Supporting staff and volunteers
Of course one of our biggest concerns is the impact of the proposal on our staff and volunteers. Our holiday service at Malcolm Sargent House is an excellent service that we have been proud of for many years, and we absolutely want to be respectful to our staff and volunteers that the proposal affects. Our Assistant Director for CLIC Sargent Scotland has been in detailed discussions as part of the legal consultation process to support the team at the house throughout this period.
Local support for CLIC Sargent in Ayrshire is amazing and we understand the strength of feeling in the local area, which has included a petition, a protest march in Prestwick and a local media campaign.
Our Chief Executive Kate Lee and the CLIC Sargent Scotland team have spoken with lots of supporters and campaigners recently who have understandably asked questions about why money raised locally can’t be used to fund the house. We have been providing detailed information about how the money raised in Ayrshire and the money raised as restricted for Malcolm Sargent House isn’t enough to cover its running costs. Plus information about how historic donations have been invested in things like the upfront building costs of the new Home from home in Glasgow; making every penny we get each year work as hard as possible to deliver services year in year out.
We’ve also been explaining - considering the challenging fundraising environment across the UK- why the Charity feels strongly that we can’t gamble with the frontline services that families depend upon and need to ensure the organisation continues to be financially stable.
We have contacted, offered meetings and briefings to a range of local politicians, MPs and MSPs including the Cabinet Secretary for Health and Sport in Scotland. Through our contact with the local MP and MSP we’ve had some helpful discussions about the background to the proposal and have provided more detailed information to help them explore specific ideas such as the level of refurbishment and adaptations the holiday home building would need to become a regulated respite centre.
This has also given us the opportunity to talk about the range of services CLIC Sargent provides for young cancer patients and their families in Scotland and the financial pressure put on the Charity due to two of the specialist hospitals in Glasgow and Edinburgh moving – which means we have to find new sites and build new Homes from Home accommodation nearby.

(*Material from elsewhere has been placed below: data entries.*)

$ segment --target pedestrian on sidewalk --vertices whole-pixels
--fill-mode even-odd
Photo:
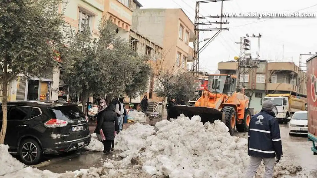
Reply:
[[[98,111],[97,112],[97,113],[93,117],[94,118],[97,118],[96,122],[97,125],[98,122],[101,122],[100,120],[101,115],[102,115],[102,114],[105,111],[105,109],[107,107],[107,104],[106,104],[106,101],[105,100],[103,99],[101,99],[99,102],[99,107],[98,108]],[[96,126],[96,128],[95,129],[94,132],[97,134],[98,139],[100,141],[102,141],[101,136],[100,135],[100,130],[98,129],[97,126]]]
[[[125,111],[126,109],[123,106],[123,103],[124,103],[124,98],[121,97],[119,99],[119,101],[120,105],[120,118],[119,119],[119,131],[120,132],[122,130],[122,126],[123,124],[123,118],[124,117],[125,114],[126,114],[126,111]]]
[[[170,109],[172,107],[173,107],[175,106],[175,105],[176,104],[176,102],[175,101],[175,98],[172,98],[171,100],[169,101],[167,103],[167,104],[165,106],[165,108],[166,108],[166,112],[167,113],[167,119],[169,120],[170,120],[170,114],[169,111]]]
[[[147,96],[146,95],[143,96],[143,99],[142,99],[140,104],[142,111],[146,114],[147,108],[149,108],[149,100],[147,99]]]
[[[250,121],[248,154],[250,158],[245,178],[253,177],[262,160],[265,166],[264,177],[272,178],[275,158],[276,157],[278,163],[283,155],[280,127],[272,112],[273,108],[271,102],[264,101],[261,111],[252,116]]]
[[[111,154],[112,144],[114,143],[114,133],[118,130],[118,119],[115,112],[115,107],[111,104],[105,110],[97,124],[97,131],[100,132],[102,129],[106,140],[103,142],[104,154]]]

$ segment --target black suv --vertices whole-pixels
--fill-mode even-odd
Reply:
[[[75,150],[90,142],[87,118],[76,105],[14,101],[7,108],[4,144],[26,165],[38,163],[43,154]]]

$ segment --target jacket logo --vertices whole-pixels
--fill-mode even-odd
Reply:
[[[262,125],[263,124],[263,122],[261,121],[261,120],[264,119],[264,117],[262,115],[259,115],[257,117],[256,117],[256,119],[258,119],[258,120],[256,121],[256,124],[260,124],[260,125]]]

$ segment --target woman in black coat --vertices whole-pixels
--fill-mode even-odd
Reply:
[[[115,107],[110,104],[102,112],[97,123],[97,131],[102,129],[106,140],[104,141],[104,153],[110,154],[112,142],[114,142],[114,132],[118,131],[118,119],[115,113]]]

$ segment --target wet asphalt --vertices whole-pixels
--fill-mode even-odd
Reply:
[[[312,143],[309,142],[307,135],[290,136],[288,134],[288,124],[280,124],[282,140],[283,155],[281,162],[296,166],[301,166],[303,175],[317,177],[317,155],[313,155],[311,147]],[[247,139],[246,133],[237,132],[236,136]],[[103,155],[102,152],[81,150],[71,154],[57,156],[47,156],[45,161],[34,165],[39,169],[47,169],[53,172],[63,173],[66,171],[73,171],[91,167],[102,166],[101,159],[113,159],[113,154]],[[115,158],[119,160],[120,158]]]

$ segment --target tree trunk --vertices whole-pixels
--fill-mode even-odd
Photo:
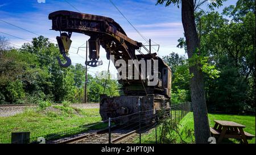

Listening to experiences of staff
CLIC Sargent has social care, nursing and regional fundraising teams across the UK who work with the families we support. During this consultation period the Charity’s Executive team have also been gathering their views and listening to the experience of these frontline staff about what they feel are the big priorities and key challenges in meeting the increasing need to provide support for more families for longer; whilst facing the financial challenge of decreasing income.